Only he wasn't, because she had ever been cold and distant with him, trying to be a proper lady, and now he was on the Wall and had his own pack of black brothers, mangy as they were. So it was the Hound then, the great deep storm who lay beside her. He was all the pack she had, and even he didn't want her most of the time. But he had saved her, and washed the blood from her hands, and tried to show her the truth of the world before she could see it on her own. So she stretched out her hands anyway, and touched him - one on his shoulder-blade and one on his side. She was shocked when he turned, eyes open and molten silver, and faced her without a sneer. "Joffrey's dead." It lay there between them for a while, expectant.

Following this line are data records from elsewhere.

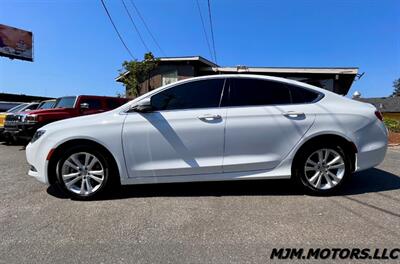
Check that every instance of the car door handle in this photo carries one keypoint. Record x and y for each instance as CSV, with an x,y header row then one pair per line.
x,y
293,114
209,117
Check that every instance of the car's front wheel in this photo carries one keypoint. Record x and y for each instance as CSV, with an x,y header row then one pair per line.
x,y
323,168
83,172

"Oh," was all Sansa returned. That was what they meant before. The news didn't shrink the pit in her stomach any, though she supposed she ought to at least have felt some sort of vindication. But Joffrey didn't matter anymore, not since Winterfell and all the Starks had been crushed. He was only a child, really. A stupid, horrid child, throwing tantrums when he didn't get what he wanted. Sansa felt a hundred years old, and weary.
"What now?" She asked, afraid of the answer.
Sandor continued to study the leaves overhead. "Don't know. Could take you to your aunt in the Eyrie. Don't know."
"She won't know me."
"She'll know you," he said, looking her over, and didn't say that it was because she looked so much like her mother, though she knew. That made it worse. I am a poor substitute.
"I don't want to go."
"I know."
She didn't want to tell him, but the words came out nevertheless. "I don't have anyone now, not anymore. Only you."
In the dark, his eyes glimmered as they slid over her face. "I'm sorry for it," he said quietly. "It's a poor pack."
She turned away on her side, to hide the soft tears. "It's better than stupid falcons."
He turned the same as her, to face her back. The tears must have shone in the last of the light, because he touched one with a huge, calloused thumb. She looked her thanks at him through sad eyes. And then he dipped his head, and his rough mouth was on her neck, breathing hot, and his teeth scraped gently and he closed his lips against her skin. It was not quite a kiss, but there was comfort in it all the same, and plenty else besides.